Nitpick, but like many things in America that varies from state to state. Many have "open primaries" where you just show up and request whichever party's ballot you want.

https://en.m.wikipedia.org/wiki/Open_primaries_in_the_United...

I'd say this looks to be conflating "voting" with democracy-in-spirit. The OP mentions that about 90 people participated in this vote, which is less than a slim fraction of Python's hundreds of thousands of users. This isn't analogous to a representative democracy, because that would imply some sort of election to appoint the "representatives", which wasn't the case.

I'm not particularly interested in arguing about what democracy "is" (we'll be here all day, and then some), but I think it's clear that this model is what democracy "isn't". And I'm not saying that's a bad thing (certainly different styles of governance are suitable for different contexts).

I would argue that the people most impacted by the steering committee's decisions would be the core team -- who are the people that voted, and thus the steering committee model represents the will of the core team.
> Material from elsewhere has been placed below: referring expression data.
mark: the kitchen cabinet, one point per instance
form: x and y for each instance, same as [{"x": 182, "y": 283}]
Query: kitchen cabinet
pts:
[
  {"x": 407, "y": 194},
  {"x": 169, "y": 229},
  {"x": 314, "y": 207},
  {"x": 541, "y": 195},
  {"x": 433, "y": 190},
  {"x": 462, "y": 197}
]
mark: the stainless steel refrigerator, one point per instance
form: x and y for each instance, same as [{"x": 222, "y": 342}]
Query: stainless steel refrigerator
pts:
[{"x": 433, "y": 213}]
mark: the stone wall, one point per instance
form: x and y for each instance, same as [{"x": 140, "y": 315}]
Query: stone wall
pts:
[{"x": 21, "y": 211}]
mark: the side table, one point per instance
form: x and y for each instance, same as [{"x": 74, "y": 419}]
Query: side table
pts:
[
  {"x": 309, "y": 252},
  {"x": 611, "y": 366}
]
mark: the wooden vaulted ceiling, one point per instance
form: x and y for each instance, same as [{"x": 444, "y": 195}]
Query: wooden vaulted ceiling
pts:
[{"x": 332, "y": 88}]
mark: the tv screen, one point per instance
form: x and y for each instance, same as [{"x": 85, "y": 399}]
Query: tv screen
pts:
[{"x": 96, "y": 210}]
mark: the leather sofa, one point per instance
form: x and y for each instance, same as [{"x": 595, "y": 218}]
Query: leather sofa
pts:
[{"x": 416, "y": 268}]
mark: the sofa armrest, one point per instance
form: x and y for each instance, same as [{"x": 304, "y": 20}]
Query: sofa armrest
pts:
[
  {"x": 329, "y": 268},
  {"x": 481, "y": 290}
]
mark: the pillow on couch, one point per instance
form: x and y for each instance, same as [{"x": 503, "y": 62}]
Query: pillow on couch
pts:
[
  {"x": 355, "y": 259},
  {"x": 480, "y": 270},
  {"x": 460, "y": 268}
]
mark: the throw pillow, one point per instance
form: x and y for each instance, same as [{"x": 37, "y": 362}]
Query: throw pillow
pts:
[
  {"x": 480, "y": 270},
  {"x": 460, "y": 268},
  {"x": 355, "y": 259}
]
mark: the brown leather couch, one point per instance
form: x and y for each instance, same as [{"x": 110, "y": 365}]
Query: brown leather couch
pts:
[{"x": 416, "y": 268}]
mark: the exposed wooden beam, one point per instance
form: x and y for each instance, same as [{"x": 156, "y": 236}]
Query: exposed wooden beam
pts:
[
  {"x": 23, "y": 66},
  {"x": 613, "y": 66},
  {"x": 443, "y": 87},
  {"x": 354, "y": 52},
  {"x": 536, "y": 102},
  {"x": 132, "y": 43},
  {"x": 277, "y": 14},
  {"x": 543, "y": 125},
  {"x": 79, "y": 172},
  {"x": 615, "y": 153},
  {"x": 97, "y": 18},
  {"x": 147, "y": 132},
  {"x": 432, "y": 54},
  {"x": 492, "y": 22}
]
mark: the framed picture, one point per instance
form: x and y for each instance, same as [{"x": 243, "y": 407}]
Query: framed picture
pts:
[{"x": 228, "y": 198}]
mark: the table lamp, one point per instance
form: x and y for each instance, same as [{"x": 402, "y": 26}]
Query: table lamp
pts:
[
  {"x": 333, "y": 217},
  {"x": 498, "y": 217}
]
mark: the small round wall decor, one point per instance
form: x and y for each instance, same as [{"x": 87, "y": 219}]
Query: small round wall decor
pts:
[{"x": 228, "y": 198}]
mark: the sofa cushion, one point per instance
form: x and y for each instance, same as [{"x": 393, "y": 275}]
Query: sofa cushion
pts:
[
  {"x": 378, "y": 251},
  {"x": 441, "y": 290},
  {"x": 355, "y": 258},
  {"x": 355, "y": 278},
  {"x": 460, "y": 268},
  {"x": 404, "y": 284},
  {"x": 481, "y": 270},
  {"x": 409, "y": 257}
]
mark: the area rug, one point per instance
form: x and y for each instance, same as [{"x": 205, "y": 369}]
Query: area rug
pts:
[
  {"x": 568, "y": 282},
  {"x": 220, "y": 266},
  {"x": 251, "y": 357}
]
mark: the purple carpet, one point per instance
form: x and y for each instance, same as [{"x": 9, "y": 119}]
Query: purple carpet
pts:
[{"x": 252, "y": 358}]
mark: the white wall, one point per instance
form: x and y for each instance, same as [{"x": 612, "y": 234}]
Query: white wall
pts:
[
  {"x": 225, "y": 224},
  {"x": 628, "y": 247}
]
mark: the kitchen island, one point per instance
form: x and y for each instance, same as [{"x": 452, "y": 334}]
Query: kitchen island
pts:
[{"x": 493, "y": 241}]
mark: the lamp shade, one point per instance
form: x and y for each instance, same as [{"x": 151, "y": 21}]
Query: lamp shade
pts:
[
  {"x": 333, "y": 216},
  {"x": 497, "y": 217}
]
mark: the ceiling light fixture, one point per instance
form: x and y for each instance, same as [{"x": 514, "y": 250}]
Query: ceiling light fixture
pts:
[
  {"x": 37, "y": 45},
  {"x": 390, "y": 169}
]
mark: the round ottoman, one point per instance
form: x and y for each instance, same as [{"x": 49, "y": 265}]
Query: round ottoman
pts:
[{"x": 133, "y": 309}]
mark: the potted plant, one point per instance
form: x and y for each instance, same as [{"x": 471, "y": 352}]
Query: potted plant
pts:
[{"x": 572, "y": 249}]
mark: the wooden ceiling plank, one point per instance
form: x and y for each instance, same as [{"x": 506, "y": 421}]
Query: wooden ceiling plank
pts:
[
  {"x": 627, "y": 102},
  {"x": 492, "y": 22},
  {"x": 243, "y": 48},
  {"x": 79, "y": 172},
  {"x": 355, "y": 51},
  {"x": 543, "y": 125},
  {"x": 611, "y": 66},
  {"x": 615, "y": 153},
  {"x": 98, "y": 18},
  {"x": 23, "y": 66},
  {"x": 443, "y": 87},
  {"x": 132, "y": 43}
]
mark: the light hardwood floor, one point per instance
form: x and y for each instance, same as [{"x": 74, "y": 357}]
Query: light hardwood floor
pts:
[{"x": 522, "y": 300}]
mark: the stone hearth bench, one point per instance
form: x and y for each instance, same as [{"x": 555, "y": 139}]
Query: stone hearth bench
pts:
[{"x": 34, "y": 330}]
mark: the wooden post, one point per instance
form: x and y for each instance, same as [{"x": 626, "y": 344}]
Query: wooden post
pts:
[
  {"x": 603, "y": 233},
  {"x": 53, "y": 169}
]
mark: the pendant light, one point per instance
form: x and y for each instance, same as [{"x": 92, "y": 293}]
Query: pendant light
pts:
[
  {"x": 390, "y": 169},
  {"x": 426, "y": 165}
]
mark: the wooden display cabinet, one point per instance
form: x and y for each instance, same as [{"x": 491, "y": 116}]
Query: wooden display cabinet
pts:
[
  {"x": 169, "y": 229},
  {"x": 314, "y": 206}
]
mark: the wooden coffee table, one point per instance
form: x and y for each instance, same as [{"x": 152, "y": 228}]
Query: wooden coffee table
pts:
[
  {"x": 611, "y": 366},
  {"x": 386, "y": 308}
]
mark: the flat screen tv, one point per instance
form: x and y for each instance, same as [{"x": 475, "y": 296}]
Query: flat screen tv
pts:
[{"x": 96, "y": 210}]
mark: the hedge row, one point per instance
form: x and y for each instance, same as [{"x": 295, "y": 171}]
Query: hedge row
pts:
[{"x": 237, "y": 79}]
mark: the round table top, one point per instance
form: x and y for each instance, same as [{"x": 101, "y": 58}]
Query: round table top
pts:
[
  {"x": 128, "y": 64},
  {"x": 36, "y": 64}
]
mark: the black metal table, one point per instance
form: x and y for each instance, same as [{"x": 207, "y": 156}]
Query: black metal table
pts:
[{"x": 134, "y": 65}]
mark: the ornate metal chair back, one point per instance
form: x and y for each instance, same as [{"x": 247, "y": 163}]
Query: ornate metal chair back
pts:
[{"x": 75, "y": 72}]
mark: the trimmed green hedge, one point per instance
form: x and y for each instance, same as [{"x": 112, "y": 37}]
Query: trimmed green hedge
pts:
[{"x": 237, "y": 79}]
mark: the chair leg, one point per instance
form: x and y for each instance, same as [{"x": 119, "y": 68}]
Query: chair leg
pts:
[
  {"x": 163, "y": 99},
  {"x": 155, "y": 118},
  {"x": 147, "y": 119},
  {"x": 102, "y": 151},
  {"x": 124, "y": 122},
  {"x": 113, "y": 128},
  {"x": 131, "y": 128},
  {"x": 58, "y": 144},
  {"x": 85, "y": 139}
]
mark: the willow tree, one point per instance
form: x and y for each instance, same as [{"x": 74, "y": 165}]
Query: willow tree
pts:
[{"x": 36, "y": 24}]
Obviously users will be impacted, but in such a tangential way that I would argue that it'd be more like how other countries are impacted by the decisions of a democratic country's leadership (and you wouldn't argue that Canadians should have the right to vote in American presidential elections). Just like the Linux CoC, I don't understand why people who don't contribute to the project should be involved in how the project's development is run.

Even Athenian Democracy (which had a restricted electorate) didn't have every one vote on every thing.